All analyses were conducted in R version 4.2.2 (R Core Team 2022). We tested how fire, season of fire, and time since fire influenced AM fungal spore community composition using principle coordinates analyses (PCoA) and permutational multivariate analysis of variance (PERMANOVA) with the Vegan package (Oksanen et al. 2022). Bray–Curtis dissimilarity matrices and PCoAs for AM fungal spore communities were created with the vegdist() and prcomp() functions. After ordination, PERMANOVAs and beta-dispersion analyses were used to test for seasonal variation in AM fungal community responses to fire using the adonis2() and betadisper() functions.
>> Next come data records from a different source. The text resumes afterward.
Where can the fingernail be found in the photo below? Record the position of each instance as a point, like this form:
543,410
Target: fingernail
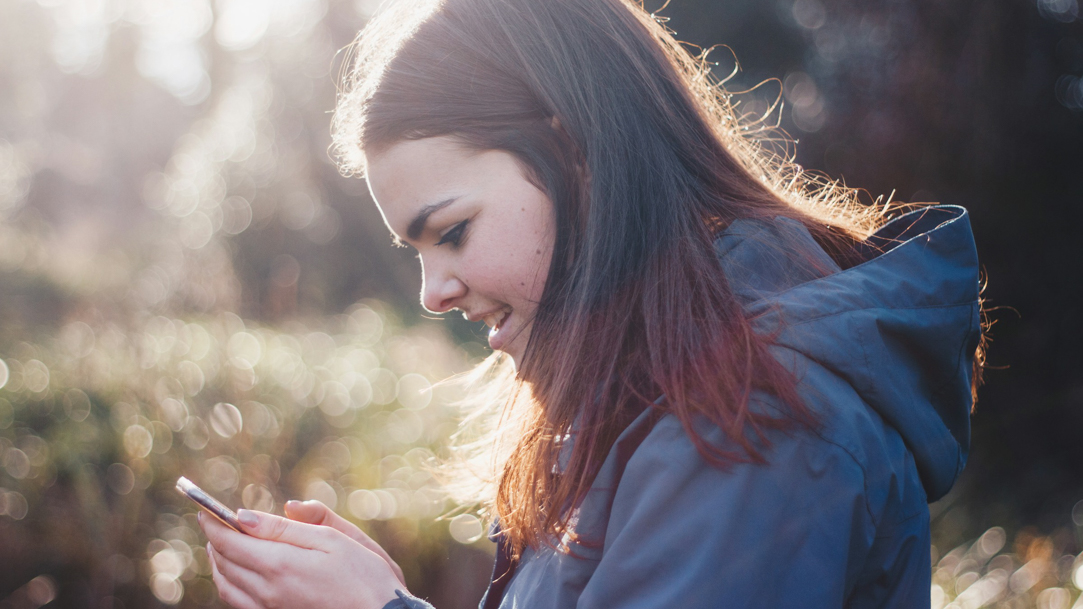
248,518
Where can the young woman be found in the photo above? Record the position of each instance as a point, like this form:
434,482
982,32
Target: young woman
731,387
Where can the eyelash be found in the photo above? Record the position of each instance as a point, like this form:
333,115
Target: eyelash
454,236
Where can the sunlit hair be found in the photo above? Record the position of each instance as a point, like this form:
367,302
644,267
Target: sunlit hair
646,160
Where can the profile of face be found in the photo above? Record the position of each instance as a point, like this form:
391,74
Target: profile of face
483,231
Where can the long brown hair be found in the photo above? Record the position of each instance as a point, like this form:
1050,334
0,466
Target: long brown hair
646,160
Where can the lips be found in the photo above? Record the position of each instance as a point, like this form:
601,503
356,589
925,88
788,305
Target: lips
496,322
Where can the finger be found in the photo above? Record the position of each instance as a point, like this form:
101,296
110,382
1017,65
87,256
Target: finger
226,591
315,513
240,548
269,527
253,584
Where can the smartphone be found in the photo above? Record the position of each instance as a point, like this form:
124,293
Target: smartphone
216,507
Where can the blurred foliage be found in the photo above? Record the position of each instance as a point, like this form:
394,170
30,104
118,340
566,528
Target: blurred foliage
188,287
96,425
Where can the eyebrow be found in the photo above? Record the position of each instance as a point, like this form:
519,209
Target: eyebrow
417,224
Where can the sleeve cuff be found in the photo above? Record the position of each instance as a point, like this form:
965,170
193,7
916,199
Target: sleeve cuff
406,601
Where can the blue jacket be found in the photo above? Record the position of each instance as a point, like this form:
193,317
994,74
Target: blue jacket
838,517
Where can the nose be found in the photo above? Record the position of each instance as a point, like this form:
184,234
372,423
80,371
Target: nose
441,289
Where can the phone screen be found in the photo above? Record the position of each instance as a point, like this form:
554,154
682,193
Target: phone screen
186,488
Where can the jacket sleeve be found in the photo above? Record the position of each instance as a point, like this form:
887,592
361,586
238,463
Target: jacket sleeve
684,533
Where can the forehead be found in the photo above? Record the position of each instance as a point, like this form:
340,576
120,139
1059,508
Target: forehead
412,175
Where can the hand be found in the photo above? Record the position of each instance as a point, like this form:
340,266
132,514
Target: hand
315,513
290,564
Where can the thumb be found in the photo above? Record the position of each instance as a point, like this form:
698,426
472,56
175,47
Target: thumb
316,513
274,528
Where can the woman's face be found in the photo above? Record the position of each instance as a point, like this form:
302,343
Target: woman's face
483,231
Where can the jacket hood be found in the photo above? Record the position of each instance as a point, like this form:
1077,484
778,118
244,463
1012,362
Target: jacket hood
901,327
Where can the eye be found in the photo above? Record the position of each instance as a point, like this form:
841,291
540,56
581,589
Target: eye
454,236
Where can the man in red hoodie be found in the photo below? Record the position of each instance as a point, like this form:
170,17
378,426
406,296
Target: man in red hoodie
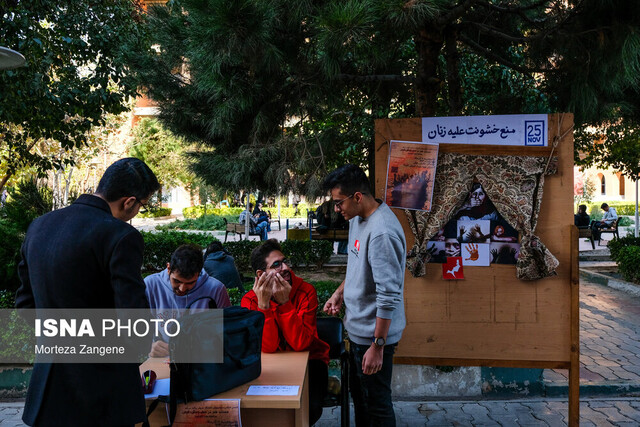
289,305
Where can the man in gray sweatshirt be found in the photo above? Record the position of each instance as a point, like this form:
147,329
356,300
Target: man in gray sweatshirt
372,293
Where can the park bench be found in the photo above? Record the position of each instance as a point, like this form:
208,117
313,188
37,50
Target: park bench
585,232
237,228
329,234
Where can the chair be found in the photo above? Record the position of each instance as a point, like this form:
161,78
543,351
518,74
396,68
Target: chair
330,330
585,232
613,229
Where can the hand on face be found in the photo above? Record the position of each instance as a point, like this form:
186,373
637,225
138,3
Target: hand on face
281,289
263,287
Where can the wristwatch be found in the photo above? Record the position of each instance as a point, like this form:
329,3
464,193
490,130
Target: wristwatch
378,341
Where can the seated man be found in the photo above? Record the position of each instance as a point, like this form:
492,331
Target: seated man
289,305
582,219
608,219
179,285
255,226
220,265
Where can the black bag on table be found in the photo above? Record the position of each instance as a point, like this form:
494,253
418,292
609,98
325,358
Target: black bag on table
242,361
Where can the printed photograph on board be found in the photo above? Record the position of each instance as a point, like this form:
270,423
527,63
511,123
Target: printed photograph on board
410,175
475,254
474,231
504,253
501,231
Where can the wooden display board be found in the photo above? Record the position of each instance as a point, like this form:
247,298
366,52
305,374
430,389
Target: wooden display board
491,318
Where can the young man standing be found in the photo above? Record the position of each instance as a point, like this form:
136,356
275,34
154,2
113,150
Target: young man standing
372,293
289,305
87,256
608,219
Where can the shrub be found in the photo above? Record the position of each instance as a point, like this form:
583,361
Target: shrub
206,222
11,237
285,212
615,245
26,202
622,208
7,299
158,247
198,211
241,252
628,259
155,213
307,252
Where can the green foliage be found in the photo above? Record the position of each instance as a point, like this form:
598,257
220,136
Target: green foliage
241,253
7,299
158,246
200,210
628,259
614,143
155,213
583,190
616,245
622,208
75,74
206,222
17,337
235,296
285,212
164,152
12,236
26,202
307,252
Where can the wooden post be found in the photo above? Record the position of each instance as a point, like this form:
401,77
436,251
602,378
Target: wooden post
574,369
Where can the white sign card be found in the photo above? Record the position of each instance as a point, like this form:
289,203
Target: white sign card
273,390
518,129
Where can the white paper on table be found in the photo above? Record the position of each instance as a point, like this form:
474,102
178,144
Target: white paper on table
273,390
161,388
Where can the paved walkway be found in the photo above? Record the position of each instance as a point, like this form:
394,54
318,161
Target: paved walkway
609,340
527,412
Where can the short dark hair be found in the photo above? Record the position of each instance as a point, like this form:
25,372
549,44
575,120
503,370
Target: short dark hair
260,254
127,177
186,260
349,179
215,246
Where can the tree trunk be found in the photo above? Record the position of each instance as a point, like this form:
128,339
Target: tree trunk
429,43
453,74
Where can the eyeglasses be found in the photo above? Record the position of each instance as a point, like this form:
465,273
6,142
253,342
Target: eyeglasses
338,203
144,206
277,265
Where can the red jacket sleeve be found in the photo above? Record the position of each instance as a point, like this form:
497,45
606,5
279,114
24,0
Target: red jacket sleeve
298,323
270,335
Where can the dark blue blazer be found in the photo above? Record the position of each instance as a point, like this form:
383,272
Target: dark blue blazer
82,257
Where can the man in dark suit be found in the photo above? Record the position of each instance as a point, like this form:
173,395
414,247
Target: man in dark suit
87,256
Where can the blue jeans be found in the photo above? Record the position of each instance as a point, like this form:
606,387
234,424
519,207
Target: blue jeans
371,394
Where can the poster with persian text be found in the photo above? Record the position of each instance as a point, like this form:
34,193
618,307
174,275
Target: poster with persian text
410,174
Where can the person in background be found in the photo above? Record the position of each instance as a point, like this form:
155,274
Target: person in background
183,284
582,219
289,305
220,265
260,228
608,219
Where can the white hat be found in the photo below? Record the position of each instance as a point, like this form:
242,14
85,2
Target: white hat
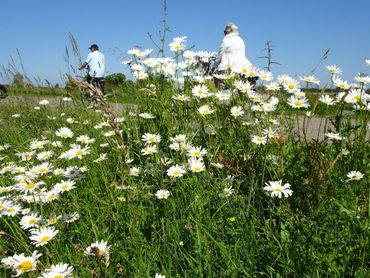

The PERMANOVA model included terms for fire, fire season, and sampling time, as well as plot row (nested in fire season block) and column terms that controlled for location effects. Further, the model also contained a three-way interaction between fire, fire season, and sampling time. Post-hoc comparisons testing how fire’s effect (presence/absence) on AM fungi varied within fire season (Spring/Fall fire) based on time since fire (immediate post, six months post) were evaluated using the pairwise.adonis2() function in the pairwiseAdonis package (Martinez Arbizu 2020).

Fire, fire season, and time since fire effects on AM fungal spore traits and sporulation at the species and community level were assessed using type III multivariate analysis of variance (MANOVA). The community level MANOVA included spore color saturation, luminance, and volume (natural log transformed) as response variables, fixed effect terms for fire, fire season block, sampling time, their interaction, as well as terms for site row (nested in fire season) and column that controlled for locational effects. Note that spore traits were checked for collinearity (correlation >|0.8|) prior to analysis. The MANOVA for sporulation was identical to the community level traits MANOVA, except it contained spore abundance and AM fungal morphotype richness as response variables. The morphotype level traits MANOVAs were identical to the community level model; however, separate models were created for each morphotype due to seasonal differences in sporulation (e.g., present in Spring & Fall, only Fall, only Spring). To assess morphotype level sporulation and richness responses to experimental treatments, generalized linear mixed effect models (GLMERs) with poisson link functions that included fixed effect terms for fire, fire season block, sampling time, and their interaction, as well as random effect terms for site row (nested in fire season block) and site column were used. For morphotypes present only in the Fall or Spring, the MANOVA and GLMER models did not contain the sampling time term. Due to low sporulation of some morphotypes, sporulation and trait responses to experimental treatment could only be assessed for fourteen and six of the morphotypes respectively. MANOVA and GLMER models were first created using the base MANOVA() and lme4 package’s GLMER() functions (Bates et al. 2015), then the joint_tests() function from the emmeans package was used to apply type III tests (Lenth 2018). Following significant “fire ( ±) x fire season block x sampling time” terms for the MANOVA and GLMERs, custom a priori contrasts testing the effect of fire on AM fungal spore traits (species and community level) immediately and six months after Fall and Spring fires were tested using the emmeans() and contrast() functions. All MANOVA and GLMER model residuals were checked for deviations from model assumptions.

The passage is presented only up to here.